How do you prove the statement lim as x approaches 3 for #(x/5) = 3/5# using the epsilon and delta definition?

Question

Ezra Adams · Accepted Answer

Preliminary work Recall the definition: #lim_(color(red)(xrarrc)) color(blue)f(x) = color(blue)(L)#

If and only in the event that

for every positive number #color(blue)(epsilon)# , there is a positive number #color(red)(delta)# for which the following is true: If #0 < abs(color(red)(x-c))< color(red)(delta)#, then #abs(color(blue)(f(x)-L))< color(blue)(epsilon)#,

To show #lim_(color(red)(xrarr3)) color(blue)(x/5) = color(blue)(3/5)# we need to show our reader that

for every positive number #color(blue)(epsilon)# , there is a positive number #color(red)(delta)# for which the following is true: If #0 < abs(color(red)(x-3))< color(red)(delta)#, then #abs(color(blue)(x/5-3/5))< color(blue)(epsilon)#,

We want to make #abs(color(blue)(x/5-3/5))# smaller than #color(blue)(epsilon)#, and we control (through #color(red)(delta)#) the size of #abs(color(red)(x-3))#

Notice that #abs(color(blue)(x/5-3/5)) = abs(color(blue)(1/5(x-3)))#

# = color(blue)(1/5)abs(color(blue)((x-3)))#

# = 1/5abs(color(red)((x-3)))#

So, if we make #abs(color(red)((x-3))) < 5color(blue)(epsilon)#, then we will have the desired result, because

#abs(color(red)((x-3))) < 5color(blue)(epsilon)# implies that #1/5abs(color(red)((x-3))) < 1/5(5color(blue)(epsilon))# which is equal to #color(blue)(epsilon))#.

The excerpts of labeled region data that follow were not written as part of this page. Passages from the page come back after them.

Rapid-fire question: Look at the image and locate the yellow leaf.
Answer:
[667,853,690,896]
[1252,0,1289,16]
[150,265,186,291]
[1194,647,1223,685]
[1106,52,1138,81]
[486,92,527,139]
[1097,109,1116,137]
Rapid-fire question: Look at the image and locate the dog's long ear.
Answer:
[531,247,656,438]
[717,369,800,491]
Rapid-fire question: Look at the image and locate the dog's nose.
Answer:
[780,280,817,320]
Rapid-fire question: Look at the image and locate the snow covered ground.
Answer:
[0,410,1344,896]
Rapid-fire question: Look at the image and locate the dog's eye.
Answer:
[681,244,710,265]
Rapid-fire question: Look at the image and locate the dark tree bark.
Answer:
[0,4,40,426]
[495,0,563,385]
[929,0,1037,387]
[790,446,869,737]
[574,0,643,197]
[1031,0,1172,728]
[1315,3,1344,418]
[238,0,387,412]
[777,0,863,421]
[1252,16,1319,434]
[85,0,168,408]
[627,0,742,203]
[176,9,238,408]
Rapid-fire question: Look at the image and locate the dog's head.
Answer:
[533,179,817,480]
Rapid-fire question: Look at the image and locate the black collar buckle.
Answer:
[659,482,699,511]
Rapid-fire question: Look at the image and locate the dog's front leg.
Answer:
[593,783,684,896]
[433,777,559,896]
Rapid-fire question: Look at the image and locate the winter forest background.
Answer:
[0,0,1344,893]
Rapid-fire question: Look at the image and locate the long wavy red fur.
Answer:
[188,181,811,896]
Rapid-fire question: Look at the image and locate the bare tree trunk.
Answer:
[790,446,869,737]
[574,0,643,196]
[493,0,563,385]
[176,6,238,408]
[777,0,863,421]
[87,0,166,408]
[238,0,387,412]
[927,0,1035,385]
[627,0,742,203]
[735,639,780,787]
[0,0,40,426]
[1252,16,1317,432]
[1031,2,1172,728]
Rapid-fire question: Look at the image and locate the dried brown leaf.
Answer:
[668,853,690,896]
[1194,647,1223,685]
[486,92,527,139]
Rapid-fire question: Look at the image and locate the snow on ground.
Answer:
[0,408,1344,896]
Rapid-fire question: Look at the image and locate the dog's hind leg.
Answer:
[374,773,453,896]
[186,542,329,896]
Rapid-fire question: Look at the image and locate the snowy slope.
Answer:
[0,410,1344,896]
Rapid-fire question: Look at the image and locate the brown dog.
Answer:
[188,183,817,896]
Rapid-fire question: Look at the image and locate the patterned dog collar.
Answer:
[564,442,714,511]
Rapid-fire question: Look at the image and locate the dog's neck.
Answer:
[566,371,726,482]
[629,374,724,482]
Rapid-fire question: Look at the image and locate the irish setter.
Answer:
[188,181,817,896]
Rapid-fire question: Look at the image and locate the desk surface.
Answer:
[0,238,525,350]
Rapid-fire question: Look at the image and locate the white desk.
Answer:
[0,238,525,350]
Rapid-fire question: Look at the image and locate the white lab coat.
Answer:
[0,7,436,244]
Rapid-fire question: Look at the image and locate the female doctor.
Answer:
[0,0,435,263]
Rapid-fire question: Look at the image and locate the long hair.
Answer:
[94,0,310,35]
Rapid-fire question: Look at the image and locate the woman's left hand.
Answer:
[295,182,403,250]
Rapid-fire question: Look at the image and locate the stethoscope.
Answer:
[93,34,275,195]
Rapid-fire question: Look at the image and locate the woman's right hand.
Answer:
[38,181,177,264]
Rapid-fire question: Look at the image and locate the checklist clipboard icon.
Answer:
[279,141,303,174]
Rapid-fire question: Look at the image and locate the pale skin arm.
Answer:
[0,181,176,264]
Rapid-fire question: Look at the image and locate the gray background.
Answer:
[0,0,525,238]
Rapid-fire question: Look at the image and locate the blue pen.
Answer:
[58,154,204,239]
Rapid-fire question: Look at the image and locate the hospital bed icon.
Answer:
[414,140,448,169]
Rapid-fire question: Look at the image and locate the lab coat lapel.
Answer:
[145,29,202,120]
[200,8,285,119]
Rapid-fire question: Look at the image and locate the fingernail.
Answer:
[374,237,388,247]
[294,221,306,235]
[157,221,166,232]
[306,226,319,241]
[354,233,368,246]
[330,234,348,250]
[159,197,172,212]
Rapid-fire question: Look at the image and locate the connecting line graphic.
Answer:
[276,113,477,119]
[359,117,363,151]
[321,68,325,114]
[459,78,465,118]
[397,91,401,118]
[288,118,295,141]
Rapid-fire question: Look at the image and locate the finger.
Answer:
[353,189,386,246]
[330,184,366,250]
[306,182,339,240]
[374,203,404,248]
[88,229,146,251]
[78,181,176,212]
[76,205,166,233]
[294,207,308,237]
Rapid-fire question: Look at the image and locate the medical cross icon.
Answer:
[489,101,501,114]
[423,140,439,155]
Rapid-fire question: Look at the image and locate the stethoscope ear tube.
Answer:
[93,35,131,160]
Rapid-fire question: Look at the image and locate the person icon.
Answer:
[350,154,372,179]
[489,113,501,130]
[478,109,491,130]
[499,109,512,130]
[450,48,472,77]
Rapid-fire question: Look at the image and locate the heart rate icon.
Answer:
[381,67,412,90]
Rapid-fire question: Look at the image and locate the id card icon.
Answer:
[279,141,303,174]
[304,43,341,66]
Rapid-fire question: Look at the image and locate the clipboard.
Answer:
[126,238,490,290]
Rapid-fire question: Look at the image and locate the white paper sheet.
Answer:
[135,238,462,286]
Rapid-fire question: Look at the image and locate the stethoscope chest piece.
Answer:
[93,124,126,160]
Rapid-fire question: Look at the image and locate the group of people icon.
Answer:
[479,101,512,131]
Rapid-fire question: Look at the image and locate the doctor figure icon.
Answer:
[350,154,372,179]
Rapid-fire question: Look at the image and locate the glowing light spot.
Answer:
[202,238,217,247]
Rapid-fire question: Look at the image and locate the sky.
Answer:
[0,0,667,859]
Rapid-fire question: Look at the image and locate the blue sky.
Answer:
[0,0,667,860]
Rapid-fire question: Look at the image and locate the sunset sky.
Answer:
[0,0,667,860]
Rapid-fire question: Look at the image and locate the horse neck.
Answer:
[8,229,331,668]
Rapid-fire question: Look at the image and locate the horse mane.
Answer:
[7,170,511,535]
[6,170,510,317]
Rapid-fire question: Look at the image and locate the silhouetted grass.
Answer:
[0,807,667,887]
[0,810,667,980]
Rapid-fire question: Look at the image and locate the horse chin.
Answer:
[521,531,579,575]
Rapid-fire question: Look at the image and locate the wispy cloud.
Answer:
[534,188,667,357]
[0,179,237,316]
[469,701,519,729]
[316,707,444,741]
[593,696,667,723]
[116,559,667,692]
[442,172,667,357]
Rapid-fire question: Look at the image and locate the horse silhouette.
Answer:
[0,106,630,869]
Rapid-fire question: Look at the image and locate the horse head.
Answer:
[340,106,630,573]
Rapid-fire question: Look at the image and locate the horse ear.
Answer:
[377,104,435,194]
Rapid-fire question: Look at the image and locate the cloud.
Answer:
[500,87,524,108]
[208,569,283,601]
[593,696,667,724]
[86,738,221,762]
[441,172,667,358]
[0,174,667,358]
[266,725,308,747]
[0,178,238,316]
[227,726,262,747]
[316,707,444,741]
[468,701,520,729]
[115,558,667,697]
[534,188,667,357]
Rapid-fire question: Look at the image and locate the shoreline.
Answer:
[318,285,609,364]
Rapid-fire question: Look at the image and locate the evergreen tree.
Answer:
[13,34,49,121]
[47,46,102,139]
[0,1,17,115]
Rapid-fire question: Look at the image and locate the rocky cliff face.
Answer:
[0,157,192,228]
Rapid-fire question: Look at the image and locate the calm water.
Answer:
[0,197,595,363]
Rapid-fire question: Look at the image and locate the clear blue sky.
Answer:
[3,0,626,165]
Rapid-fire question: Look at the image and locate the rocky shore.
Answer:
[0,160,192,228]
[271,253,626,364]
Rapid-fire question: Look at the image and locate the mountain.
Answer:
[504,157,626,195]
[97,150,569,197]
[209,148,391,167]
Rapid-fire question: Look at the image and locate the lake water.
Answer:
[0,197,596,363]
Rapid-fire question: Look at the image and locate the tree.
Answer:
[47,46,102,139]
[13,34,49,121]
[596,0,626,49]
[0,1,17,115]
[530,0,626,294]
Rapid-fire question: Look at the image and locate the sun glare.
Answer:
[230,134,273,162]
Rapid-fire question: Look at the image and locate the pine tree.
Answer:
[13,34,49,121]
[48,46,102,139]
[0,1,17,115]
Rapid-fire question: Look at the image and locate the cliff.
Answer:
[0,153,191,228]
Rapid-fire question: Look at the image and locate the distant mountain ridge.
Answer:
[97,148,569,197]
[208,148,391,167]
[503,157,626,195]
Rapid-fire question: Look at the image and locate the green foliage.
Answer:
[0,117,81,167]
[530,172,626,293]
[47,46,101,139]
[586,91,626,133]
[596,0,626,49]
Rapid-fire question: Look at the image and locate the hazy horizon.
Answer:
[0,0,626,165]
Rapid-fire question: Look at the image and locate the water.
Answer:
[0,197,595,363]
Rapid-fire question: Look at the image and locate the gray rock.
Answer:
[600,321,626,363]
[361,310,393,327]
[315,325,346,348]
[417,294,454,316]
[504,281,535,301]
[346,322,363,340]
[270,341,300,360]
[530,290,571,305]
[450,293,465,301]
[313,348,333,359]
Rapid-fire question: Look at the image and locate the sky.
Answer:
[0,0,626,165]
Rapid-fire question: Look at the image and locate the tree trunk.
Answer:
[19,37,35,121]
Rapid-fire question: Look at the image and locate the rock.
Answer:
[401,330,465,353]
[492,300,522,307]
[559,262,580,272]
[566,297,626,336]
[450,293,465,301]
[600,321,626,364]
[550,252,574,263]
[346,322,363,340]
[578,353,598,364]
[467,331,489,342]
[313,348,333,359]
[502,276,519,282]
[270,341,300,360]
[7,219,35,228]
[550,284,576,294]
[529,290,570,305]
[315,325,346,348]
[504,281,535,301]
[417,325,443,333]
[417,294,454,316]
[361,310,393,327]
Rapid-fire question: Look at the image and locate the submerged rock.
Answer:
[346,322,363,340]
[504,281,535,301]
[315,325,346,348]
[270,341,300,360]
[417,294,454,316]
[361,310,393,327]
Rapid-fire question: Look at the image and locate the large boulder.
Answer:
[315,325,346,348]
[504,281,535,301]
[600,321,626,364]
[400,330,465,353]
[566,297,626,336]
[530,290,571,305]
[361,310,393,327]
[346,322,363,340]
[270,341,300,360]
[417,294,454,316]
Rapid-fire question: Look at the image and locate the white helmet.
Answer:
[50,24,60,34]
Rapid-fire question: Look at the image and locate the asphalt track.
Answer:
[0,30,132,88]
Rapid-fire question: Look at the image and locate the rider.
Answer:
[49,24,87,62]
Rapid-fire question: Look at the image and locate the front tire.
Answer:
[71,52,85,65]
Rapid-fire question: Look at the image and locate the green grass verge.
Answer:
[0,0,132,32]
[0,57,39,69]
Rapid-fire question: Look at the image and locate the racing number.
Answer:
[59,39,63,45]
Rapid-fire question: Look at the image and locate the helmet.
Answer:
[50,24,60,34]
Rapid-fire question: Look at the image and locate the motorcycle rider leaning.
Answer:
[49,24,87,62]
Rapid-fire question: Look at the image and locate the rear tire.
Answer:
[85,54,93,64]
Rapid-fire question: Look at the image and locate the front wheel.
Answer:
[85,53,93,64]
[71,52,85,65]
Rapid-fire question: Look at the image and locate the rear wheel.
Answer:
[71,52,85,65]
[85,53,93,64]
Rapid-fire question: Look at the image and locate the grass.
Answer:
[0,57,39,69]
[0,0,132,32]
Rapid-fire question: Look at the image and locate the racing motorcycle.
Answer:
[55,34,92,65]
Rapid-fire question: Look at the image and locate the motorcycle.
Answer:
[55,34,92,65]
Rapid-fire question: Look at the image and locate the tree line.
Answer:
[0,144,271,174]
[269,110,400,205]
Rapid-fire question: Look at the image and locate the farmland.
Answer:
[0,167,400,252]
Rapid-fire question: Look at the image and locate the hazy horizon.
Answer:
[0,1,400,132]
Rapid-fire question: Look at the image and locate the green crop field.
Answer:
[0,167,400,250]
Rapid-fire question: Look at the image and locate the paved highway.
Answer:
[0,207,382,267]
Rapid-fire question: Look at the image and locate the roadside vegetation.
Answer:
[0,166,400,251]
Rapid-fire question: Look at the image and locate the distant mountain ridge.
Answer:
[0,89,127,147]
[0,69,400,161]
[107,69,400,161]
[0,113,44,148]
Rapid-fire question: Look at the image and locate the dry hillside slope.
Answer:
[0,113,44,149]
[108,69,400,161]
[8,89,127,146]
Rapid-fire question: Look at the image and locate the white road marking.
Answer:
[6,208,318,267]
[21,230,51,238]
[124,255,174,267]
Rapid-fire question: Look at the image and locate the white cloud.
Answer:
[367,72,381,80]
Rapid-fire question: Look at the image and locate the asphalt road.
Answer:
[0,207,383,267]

We can now put an end to our preliminary thoughts and show our proof to the rest of the world.

(I'll keep the colors here to help us understand.) Note also that saying a number is positive is the same as saying that it is #> 0#

Proof that #lim_(color(red)(xrarr3)) color(blue)(x/5) = color(blue)(3/5)#

Given #color(blue)(epsilon) > 0# , choose #color(red)(delta) = 5color(blue)(epsilon)#

Now if #0 < abs(color(red)(x-3))< color(red)(delta)#, then we have:

#abs(color(blue)(x/5-3/5)) = abs(color(blue)(1/5(x-3)))#

# = color(blue)(1/5)abs(color(blue)((x-3)))#

# = 1/5abs(color(red)((x-3)))#

# > 1/5(5color(blue)(epsilon))#

# = color(blue)(epsilon)#

That is: If #0 < abs(color(red)(x-3))< color(red)(delta)#, then #abs(color(blue)(x/5-3/5))< color(blue)(epsilon)#.

Thus, based on the meaning of limit, we deduce that

#lim_(xrarr3)(x/5) = 3/5#

Adam Adkins · Answer

undefined To prove the statement using the epsilon and delta definition, we need to show that for any given epsilon greater than 0, there exists a delta greater than 0 such that if the distance between x and 3 is less than delta, then the distance between (x/5) and 3/5 is less than epsilon.

Let's start by setting up the inequality based on the definition:

| (x/5) - 3/5 | < epsilon

Next, we can simplify the inequality:

| (x - 3)/5 | < epsilon

Multiply both sides by 5:

| x - 3 | < 5 * epsilon

Now, we can see that if we choose delta to be 5 times epsilon, the inequality holds. Therefore, for any epsilon greater than 0, we can choose delta to be 5 times epsilon, and the statement lim as x approaches 3 for (x/5) = 3/5 is proven using the epsilon and delta definition.